Add a New Data Source

This skill adds complete Snowflake infrastructure for a new data source, following the pattern used for existing loader databases.

When to Use

Adding a new data loader tool (e.g. Fivetran, Stitch, a custom loader)
Adding a new category of data that needs its own database
Setting up infrastructure before building ingestion pipelines

Before You Start

Gather the following information:

Loader tool name - used for database and service account naming (e.g. FIVETRAN)
Schema names - one per data source (e.g. HUBSPOT, STRIPE, SALESFORCE)
Whether the loader needs a storage integration - S3 access for file-based loading
Whether to use Snowpipe - auto-ingest from S3 vs direct loading
Whether the loader needs an AWS secret - credentials for the service account

Reference: Existing Data Sources

Read snowflake/config/databases.tf and snowflake/config/users.tf for existing patterns:

Database	Service Account	Schemas	Pattern
`DLT`	`SVC_DLT`	OPEN_EXCHANGE_RATES, APPLICATION_DATA, HUBSPOT	Direct load via dlt
`SNOWPIPE`	(none - auto-ingest)	OPEN_EXCHANGE_RATES	S3 auto-ingest
`AIRBYTE`	`SVC_AIRBYTE`	HUBSPOT	Connector load via Airbyte
`STREAMING`	`SVC_KAFKA_CONNECTOR`	ORDER_EVENTS	Kafka sink connector

Steps

1. Create the Database

Add to snowflake/config/databases.tf:

module "database_<loader>" {
  source = "./modules/snowflake_database"

  providers = {
    snowflake.sys_admin      = snowflake.sys_admin
    snowflake.security_admin = snowflake.security_admin
  }

  database_name    = "<LOADER>"
  database_comment = "Raw data loaded by <loader>."

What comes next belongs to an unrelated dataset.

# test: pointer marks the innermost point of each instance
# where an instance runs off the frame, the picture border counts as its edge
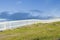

  grant_reader_to_account_roles = [
    module.role_analytics_sources_reader.role_name,
  ]
  grant_writer_to_account_roles = [
    module.user_svc_<loader>.user_default_role,
  ]
}

Replace <LOADER> with the tool name in UPPER_CASE and <loader> in lowercase.

The database module automatically creates <LOADER>_DB_READER and <LOADER>_DB_WRITER database roles. Granting the reader to ANALYTICS_SOURCES_READER maintains the reader access chain so downstream developers and transformers can query the data.

2. Create the Service Account

Add to snowflake/config/users.tf:

module "user_svc_<loader>" {
  source = "./modules/snowflake_user"

  providers = {
    snowflake.security_admin = snowflake.security_admin
    snowflake.user_admin     = snowflake.user_admin
  }

  user_name                  = "SVC_<LOADER>"
  user_display_name          = "<Loader> Service Account"
  user_comment               = "Service account for <loader> data loading."
  user_is_service_account    = true
  user_create_dedicated_role = true
  user_default_warehouse     = module.warehouse_loading.warehouse_name

  user_additional_roles = []
}

Setting user_create_dedicated_role = true creates a role named SVC_<LOADER> that the database module can reference for writer grants.

3. Create Schemas

Add to snowflake/config/schemas.tf (or the relevant file where schemas are defined):

module "schema_<loader>_<source>" {
  source = "./modules/snowflake_schema"

  providers = {
    snowflake.sys_admin      = snowflake.sys_admin
    snowflake.security_admin = snowflake.security_admin
  }

  database_name  = module.database_<loader>.database_name
  schema_name    = "<SOURCE>"
  schema_comment = "Data from <source> loaded by <loader>."
}

Repeat for each schema (data source) within the database.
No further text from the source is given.